Der Anlass findet seit über 120 Jahren ununterbrochen statt. Dieses Jahr allerdings lediglich im Internet.

Karin Erni
Merken
Drucken
Teilen
Dieses Jahr können die Lehrlingsarbeiten nicht mit den Händen begutachtet werden.

Dieses Jahr können die Lehrlingsarbeiten nicht mit den Händen begutachtet werden.

Karin Erni

160 Lernende aus dem Appenzellerland und dem Kanton St.Gallen hätten ihre Freizeitarbeiten dieses Jahr in der Mehrzweckanlage Au in Urnäsch ausstellen sollen. Wegen der Coronakrise haben die Verantwortlichen entschieden, auf eine physische Durchführung zu verzichten.

117 Lernende aus über 30 Lehrberufen haben ihr Freizeitarbeiten mit Fotos und Videobeiträgen eingereicht. Kommissionspräsident Andreas Welz zeigt sich sehr zufrieden. «Das sind mehr, als wir erwartet haben.» Was auffällt: Innerrhoder Lehrlinge sind überproportional stark vertreten. Welz führt dies auf einzelne Lehrbetriebe zurück. «Firmen wie Bühler, Holzin Holzbau oder Böhli-Beck in Appenzell ist es offenbar besonders gut gelungen, ihre Lernenden zum Mitmachen zu motivieren.» In verschiedenen Branchen hätten die Teilnehmenden mit Beeinträchtigungen wie Kurzarbeit oder fehlendem Material zu kämpfen gehabt.

Besucher nutzen die Möglichkeiten gut

Neu findet zusätzlich ein Publikumswettbewerb statt, in welchem für die beste Freizeitarbeit gevotet werden kann. Andreas Welz zeigt sich sehr zufrieden mit dem Interesse. «Bis jetzt hatten wir auf der Webseite über 5000 Besucher, die für eine Arbeit abgestimmt haben. Das entspricht in etwa den Besucherzahlen der Ausstellungen der letzten Jahre. Weil das Voting für die Arbeiten aber noch zwei Wochen läuft, könnte noch eine grosse Zahl dazukommen.»

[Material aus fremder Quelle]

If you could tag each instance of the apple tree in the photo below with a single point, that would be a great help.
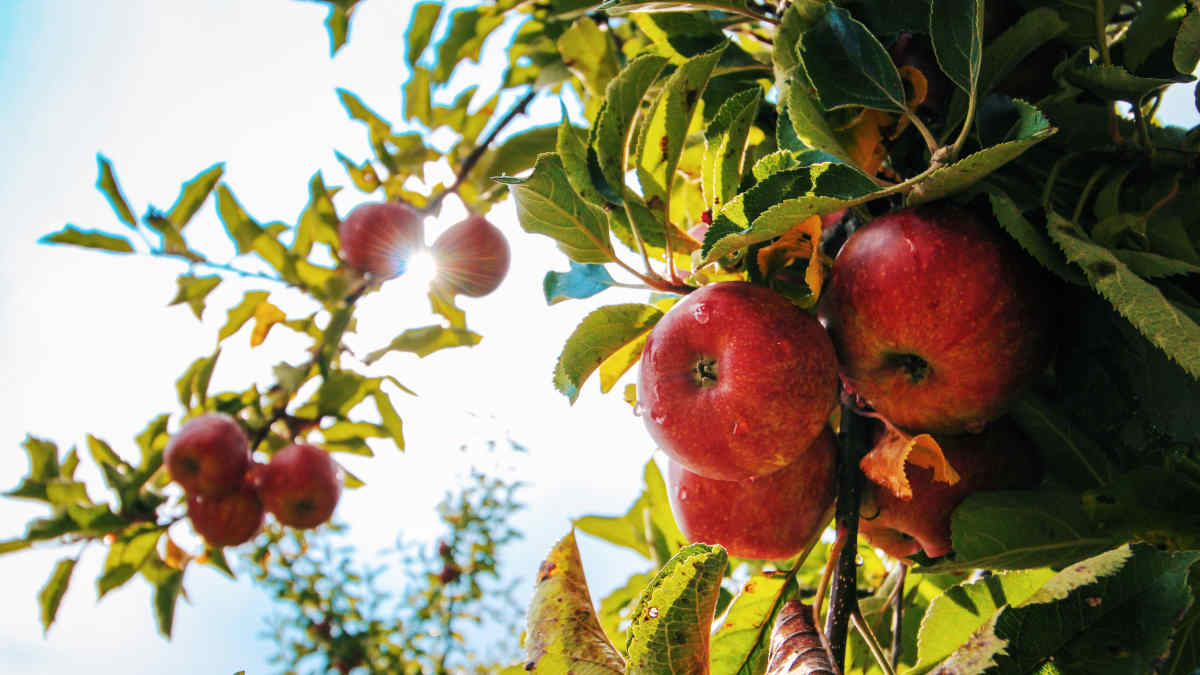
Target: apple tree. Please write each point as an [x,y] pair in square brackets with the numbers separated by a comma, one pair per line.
[981,196]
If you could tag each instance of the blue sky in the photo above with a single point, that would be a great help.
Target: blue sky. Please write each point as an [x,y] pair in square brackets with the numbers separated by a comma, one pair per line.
[166,90]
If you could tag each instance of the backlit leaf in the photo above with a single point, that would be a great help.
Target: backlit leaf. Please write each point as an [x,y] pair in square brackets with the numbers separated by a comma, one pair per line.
[670,631]
[89,239]
[51,595]
[192,196]
[601,334]
[562,632]
[107,184]
[742,640]
[547,204]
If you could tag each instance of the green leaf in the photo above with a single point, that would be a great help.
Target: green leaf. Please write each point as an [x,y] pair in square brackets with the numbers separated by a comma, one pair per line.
[337,23]
[1031,129]
[420,29]
[192,196]
[828,187]
[1071,455]
[318,221]
[671,622]
[1186,53]
[616,605]
[126,556]
[562,629]
[623,97]
[107,184]
[573,150]
[425,340]
[1006,52]
[168,584]
[808,121]
[51,595]
[1114,83]
[1023,530]
[849,66]
[725,139]
[1138,300]
[468,29]
[241,312]
[591,54]
[601,334]
[89,239]
[742,640]
[1035,242]
[390,419]
[1081,616]
[1152,266]
[581,281]
[957,30]
[547,204]
[1155,24]
[192,290]
[953,617]
[665,127]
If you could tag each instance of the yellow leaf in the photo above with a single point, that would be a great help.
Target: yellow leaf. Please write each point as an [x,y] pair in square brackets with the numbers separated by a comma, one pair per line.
[265,316]
[886,463]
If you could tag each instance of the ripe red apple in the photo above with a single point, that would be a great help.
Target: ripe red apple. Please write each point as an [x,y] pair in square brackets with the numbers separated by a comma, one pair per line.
[227,520]
[736,381]
[939,322]
[1001,458]
[379,237]
[771,517]
[208,455]
[472,257]
[300,485]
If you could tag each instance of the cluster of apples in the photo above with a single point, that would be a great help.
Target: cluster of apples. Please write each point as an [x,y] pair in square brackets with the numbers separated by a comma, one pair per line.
[228,494]
[930,318]
[379,238]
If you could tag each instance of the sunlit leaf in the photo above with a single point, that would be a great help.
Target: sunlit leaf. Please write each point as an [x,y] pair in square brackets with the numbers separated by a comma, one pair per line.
[563,633]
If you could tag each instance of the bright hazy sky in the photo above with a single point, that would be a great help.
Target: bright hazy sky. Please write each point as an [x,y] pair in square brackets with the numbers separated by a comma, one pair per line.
[166,89]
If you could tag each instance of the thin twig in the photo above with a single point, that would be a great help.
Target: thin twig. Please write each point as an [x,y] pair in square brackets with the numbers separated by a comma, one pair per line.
[844,595]
[898,616]
[873,643]
[478,153]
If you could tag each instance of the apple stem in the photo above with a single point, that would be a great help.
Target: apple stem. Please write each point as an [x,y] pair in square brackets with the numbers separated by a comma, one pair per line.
[852,443]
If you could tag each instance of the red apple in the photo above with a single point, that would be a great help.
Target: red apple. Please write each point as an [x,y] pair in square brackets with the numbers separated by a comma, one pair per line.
[769,517]
[227,520]
[1001,458]
[300,485]
[208,455]
[939,322]
[379,238]
[736,381]
[472,257]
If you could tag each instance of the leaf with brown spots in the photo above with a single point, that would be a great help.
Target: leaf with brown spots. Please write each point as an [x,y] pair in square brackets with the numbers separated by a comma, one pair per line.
[892,453]
[795,645]
[562,631]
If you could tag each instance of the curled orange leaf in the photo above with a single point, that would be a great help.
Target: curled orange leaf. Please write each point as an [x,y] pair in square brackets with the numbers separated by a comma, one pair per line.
[892,453]
[265,316]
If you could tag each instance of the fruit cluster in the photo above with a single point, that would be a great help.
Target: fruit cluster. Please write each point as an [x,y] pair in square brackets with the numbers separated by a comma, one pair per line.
[929,317]
[228,494]
[379,238]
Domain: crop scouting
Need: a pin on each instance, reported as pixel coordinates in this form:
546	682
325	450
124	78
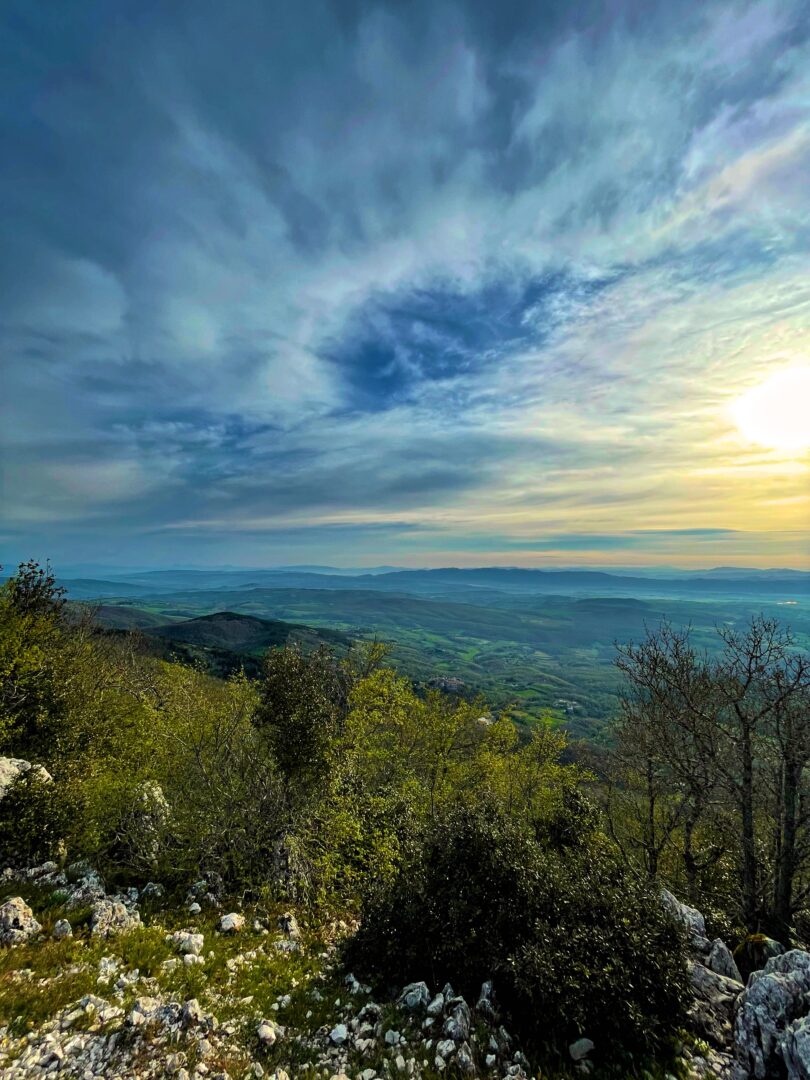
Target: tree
728	728
30	626
302	707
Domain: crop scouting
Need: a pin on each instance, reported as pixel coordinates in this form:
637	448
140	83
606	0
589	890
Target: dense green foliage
567	934
469	846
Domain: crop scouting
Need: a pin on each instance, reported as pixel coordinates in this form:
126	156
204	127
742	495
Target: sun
777	413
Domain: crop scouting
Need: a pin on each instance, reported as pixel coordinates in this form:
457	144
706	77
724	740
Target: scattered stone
14	768
690	918
579	1050
111	917
152	892
339	1035
457	1025
288	926
773	999
721	961
267	1033
61	930
415	997
187	943
191	1013
17	923
436	1006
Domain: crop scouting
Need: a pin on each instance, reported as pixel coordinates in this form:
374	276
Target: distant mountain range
224	642
720	581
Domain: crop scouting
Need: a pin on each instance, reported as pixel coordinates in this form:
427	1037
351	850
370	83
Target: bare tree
728	728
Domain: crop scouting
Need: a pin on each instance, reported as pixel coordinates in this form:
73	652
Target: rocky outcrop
17	923
771	1030
758	1030
13	768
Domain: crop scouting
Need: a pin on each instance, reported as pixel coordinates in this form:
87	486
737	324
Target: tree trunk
786	862
748	842
690	863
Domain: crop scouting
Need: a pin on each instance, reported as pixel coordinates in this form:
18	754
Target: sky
420	282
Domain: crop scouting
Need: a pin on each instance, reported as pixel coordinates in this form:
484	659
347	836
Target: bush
575	944
35	818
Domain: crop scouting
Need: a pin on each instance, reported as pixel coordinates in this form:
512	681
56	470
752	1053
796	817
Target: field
523	650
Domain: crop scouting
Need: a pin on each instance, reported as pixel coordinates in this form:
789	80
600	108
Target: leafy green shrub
576	945
35	818
302	706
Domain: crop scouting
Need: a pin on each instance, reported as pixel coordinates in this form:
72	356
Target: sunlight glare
777	413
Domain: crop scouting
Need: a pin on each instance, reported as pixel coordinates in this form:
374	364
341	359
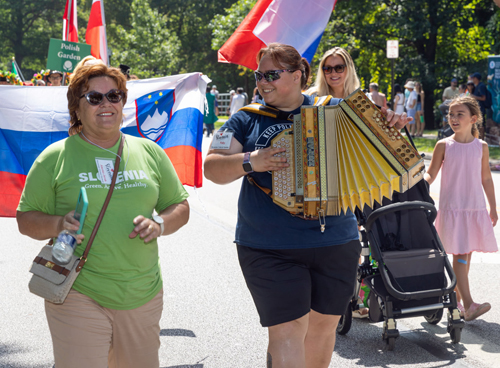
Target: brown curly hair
473	106
286	57
80	82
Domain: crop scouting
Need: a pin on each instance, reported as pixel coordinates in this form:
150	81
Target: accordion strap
273	112
253	182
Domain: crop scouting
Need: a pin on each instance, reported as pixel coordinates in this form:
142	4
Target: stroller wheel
345	322
455	334
434	318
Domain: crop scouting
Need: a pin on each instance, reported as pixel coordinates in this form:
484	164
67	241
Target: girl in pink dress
463	222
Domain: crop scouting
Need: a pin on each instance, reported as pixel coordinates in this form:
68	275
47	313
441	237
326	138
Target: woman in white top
399	100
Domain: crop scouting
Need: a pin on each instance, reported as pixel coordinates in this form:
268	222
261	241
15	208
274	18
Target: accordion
342	157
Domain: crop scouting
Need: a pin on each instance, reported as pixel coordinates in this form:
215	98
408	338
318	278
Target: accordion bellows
342	157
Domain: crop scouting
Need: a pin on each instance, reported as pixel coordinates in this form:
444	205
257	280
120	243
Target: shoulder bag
53	281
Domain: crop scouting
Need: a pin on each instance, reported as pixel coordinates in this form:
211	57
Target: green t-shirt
120	273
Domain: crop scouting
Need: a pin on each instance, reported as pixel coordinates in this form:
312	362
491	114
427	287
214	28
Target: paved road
209	320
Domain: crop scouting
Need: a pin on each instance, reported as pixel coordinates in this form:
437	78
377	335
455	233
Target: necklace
117	155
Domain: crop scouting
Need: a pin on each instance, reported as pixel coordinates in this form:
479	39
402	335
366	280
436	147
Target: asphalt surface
209	320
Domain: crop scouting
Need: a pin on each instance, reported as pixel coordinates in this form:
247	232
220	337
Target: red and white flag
70	22
96	32
297	23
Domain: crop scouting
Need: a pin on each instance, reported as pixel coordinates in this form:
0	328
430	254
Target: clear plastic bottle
64	247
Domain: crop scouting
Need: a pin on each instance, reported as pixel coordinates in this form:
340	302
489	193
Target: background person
479	95
210	116
55	78
231	94
301	280
111	315
238	101
419	114
336	75
399	99
377	97
411	105
449	94
463	223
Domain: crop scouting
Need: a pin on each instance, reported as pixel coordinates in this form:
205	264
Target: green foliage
223	26
438	40
149	48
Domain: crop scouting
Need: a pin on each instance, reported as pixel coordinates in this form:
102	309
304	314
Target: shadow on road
374	353
177	332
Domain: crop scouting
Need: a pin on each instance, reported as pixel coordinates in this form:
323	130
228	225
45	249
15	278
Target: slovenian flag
297	23
167	110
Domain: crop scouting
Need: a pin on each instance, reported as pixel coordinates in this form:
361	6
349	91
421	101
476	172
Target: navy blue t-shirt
263	224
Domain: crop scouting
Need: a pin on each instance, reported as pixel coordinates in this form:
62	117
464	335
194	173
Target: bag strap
83	258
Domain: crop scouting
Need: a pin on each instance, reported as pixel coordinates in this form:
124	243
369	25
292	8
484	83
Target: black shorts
286	284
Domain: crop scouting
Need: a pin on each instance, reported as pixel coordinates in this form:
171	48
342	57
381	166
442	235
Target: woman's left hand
396	120
146	228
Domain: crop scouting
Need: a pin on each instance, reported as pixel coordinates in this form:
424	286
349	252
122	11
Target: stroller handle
403	206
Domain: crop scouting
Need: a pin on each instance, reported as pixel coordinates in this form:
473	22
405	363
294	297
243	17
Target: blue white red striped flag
297	23
167	110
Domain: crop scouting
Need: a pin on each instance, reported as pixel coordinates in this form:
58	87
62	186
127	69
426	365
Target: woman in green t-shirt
111	316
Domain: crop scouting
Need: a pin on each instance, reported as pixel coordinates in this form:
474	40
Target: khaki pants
85	334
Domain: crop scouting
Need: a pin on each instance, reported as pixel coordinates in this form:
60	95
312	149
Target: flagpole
104	27
18	69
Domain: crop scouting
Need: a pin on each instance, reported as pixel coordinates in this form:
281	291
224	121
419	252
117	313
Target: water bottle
64	247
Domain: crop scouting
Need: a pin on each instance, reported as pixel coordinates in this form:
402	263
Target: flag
14	69
96	32
70	22
297	23
167	110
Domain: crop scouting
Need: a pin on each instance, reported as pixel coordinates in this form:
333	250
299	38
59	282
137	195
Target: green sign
64	55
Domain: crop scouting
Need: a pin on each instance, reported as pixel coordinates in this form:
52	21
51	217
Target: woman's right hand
70	223
265	160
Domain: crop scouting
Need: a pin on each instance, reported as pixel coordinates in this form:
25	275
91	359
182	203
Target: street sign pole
392	53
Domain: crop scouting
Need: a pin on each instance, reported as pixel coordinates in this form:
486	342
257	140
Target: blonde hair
474	109
351	83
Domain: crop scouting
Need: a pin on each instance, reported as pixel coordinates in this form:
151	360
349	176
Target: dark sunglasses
271	75
95	98
338	69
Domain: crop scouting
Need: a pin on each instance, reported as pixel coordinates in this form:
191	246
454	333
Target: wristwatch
247	165
159	221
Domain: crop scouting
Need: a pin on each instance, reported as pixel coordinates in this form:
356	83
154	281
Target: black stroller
410	275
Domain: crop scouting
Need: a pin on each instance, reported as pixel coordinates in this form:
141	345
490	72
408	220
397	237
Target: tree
149	48
439	39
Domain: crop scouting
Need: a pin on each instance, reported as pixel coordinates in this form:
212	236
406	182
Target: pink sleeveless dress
463	222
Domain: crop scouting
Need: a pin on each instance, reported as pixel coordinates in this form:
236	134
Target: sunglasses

Die Ausstellung künftig nur noch im Internet stattfinden zu lassen, sei nicht das Ziel, sagt Welz. «Aber die digitale Durchführung kann uns und den Lernenden sicher wichtige Impulse für die Zukunft geben.» Der Schreinermeister aus Trogen ortet diesbezüglich Nachholbedarf in der Schweiz. «In einigen Branchen steckt die digitale Entwicklung an den Berufsschulen teilweise noch in den Kinderschuhen.» Eine technische Schwierigkeit für die Veranstalter sei gewesen, dass viele Lernende die Arbeiten erst im letzten Moment eingereicht haben. «Um alle Fotos und Videos termingerecht auf die Webseite hochzuladen, war eine Nachtübung nötig.»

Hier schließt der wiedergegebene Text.